Common crime stabilised

In 2004 a quarter of the Dutch population indicated they had been victims of common crime. This is about the same as in 2003 but less than in 2002. The share of violent crime victims fell slightly in the period 2002-2004, to 5 percent according to the latest figures by Statistics Netherlands.

Common crime stable

In 2004 a quarter of the Dutch population aged over 15 indicated that they had been victims of common crime, such as theft, vandalism and violence. This comes down to 3.3 million victims, who, in total, were confronted with over 4.7 million offences. This is virtually the same number as in 2003, but fewer than in 2002. In that year the share of victims was 27 percent, the highest in years. 

Fewer victims of violence

In 2004 over 5 percent of the population was confronted with violence. Threats were the most common form, followed by physical abuse and sex crimes. In total, almost 1 million violent crimes were committed, which was less than in previous years. In 2002 some 6 percent of the Dutch population was confronted with violence. 

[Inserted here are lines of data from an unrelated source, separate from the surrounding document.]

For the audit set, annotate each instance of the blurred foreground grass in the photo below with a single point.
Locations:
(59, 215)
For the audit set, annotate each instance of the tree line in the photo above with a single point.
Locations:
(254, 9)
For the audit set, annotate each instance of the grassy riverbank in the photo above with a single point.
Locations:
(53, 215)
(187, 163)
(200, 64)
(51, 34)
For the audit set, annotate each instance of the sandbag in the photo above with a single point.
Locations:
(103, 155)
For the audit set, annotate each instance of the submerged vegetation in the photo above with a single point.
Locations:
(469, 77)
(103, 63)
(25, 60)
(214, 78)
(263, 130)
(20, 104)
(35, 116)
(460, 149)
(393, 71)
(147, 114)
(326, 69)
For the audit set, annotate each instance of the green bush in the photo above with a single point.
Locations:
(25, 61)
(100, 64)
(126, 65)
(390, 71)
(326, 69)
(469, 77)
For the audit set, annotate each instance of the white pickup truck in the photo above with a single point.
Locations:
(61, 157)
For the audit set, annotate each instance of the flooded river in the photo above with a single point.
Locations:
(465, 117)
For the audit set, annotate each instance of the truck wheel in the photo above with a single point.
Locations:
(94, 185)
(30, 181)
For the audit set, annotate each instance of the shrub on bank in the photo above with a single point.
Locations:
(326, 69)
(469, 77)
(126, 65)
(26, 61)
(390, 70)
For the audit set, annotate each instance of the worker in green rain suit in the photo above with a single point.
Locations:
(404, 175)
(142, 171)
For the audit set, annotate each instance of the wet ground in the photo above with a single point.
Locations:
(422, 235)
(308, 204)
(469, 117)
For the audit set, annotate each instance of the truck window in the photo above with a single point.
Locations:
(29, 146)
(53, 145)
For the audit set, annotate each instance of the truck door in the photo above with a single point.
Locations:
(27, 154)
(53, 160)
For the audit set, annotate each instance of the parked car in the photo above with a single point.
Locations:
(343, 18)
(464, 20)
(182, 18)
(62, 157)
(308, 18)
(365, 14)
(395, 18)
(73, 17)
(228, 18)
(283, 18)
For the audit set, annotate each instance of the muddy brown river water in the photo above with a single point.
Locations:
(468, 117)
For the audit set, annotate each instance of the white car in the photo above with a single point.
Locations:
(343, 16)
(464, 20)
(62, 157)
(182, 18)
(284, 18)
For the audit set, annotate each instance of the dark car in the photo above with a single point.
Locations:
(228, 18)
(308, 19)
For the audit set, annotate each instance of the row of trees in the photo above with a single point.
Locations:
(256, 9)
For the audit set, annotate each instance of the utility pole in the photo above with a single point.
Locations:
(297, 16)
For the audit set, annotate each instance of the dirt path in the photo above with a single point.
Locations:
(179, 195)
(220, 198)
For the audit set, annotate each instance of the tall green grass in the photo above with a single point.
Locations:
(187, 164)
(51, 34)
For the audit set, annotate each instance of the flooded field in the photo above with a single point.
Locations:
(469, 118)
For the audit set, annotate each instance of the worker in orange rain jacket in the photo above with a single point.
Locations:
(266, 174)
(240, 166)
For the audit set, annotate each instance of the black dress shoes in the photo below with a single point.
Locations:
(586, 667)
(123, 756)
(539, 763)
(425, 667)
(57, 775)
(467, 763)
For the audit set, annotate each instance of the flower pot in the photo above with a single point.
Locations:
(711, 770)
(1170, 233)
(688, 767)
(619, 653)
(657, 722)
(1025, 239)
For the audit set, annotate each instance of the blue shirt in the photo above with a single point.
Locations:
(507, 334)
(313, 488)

Theft, vandalism en menacing phone calls stable

The share of victims of other forms of common crime remained the same in 2004 as in 2003. About 12 percent indicated they had been the victim of theft. Over 11 percent had their car damaged or fell victim to some other form of vandalism.
In 2004 almost 5 percent indicated they regularly received menacing phone calls. The number of people confronted with this remains relatively stable at 600 thousand, after a downward trend that started in 1997, when about 900 thousand peoples received annoying calls.